After four decades, the Internet heads for the biggest change in its history. Participants in a meeting in Seoul, Korea, are expected to approve the use of international domain names written in languages other than English. The Internet Corporation for Assigned Names and Numbers (ICANN), a non-profit organization that monitors domain names around the world, is considering allowing Internet addresses in characters other than Latin letters. In the not too distant future, it may be a common sight to see URLs expressed in lettering as diverse as Greek, Japanese, Korean, Arabic and other languages on advertising in sports stadiums and other common advertising outlets.
“This is the biggest change technically to the Internet since it was invented 40 years ago,” Peter Dengate Thrush, chairman of the ICANN board, told reporters, calling it a “fantastically complicated technical feature.” He said he expected the board to grant approval for the change on the conference’s final day.

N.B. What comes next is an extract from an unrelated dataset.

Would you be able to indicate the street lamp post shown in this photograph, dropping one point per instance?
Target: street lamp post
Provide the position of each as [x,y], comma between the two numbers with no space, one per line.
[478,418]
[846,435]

The birth of the Internet began with a transmission of data from UCLA to Stanford University in 1969. In the early 1990s, its availability and purpose grew from military, scientific and academic applications to the boundless purposes it serves today. If the changes are approved as expected, a spokesperson for ICANN said that the organization would begin accepting applications for non-English domain names very soon, and the first entries of the new URLs would probably be implemented sometime in mid-2010.
Thrush said that the creation of a translation system that allows conversion of multiple scripts to the correct address was the single largest development that enables this change.
“We’re confident that it works because we’ve been testing it now for a couple of years,” he said. “And so we’re really ready to start rolling it out.”
More than 1.6 billion people around the world currently use the Internet and Rod Beckstrom, former chief of U.S. cyber security and now ICANN’s new president and CEO, said that more than half of these users write in scripts not based on the Latin alphabet.
“So this change is very much necessary for not only half the world’s Internet users today, but more than half of probably the future users as the use of the Internet continues to spread,” he said.
Beckstrom recalled that as recently as three to five years ago, people in the industry said that the use of non-Latin scripts for domain names would be impossible to achieve and a myriad of problems would make it impractical.
“But the community and the policy groups and staff and board have worked through them, which is absolutely incredible,” he said.
The Internet Corporation for Assigned Names and Numbers is headquartered in Marina del Rey, CA.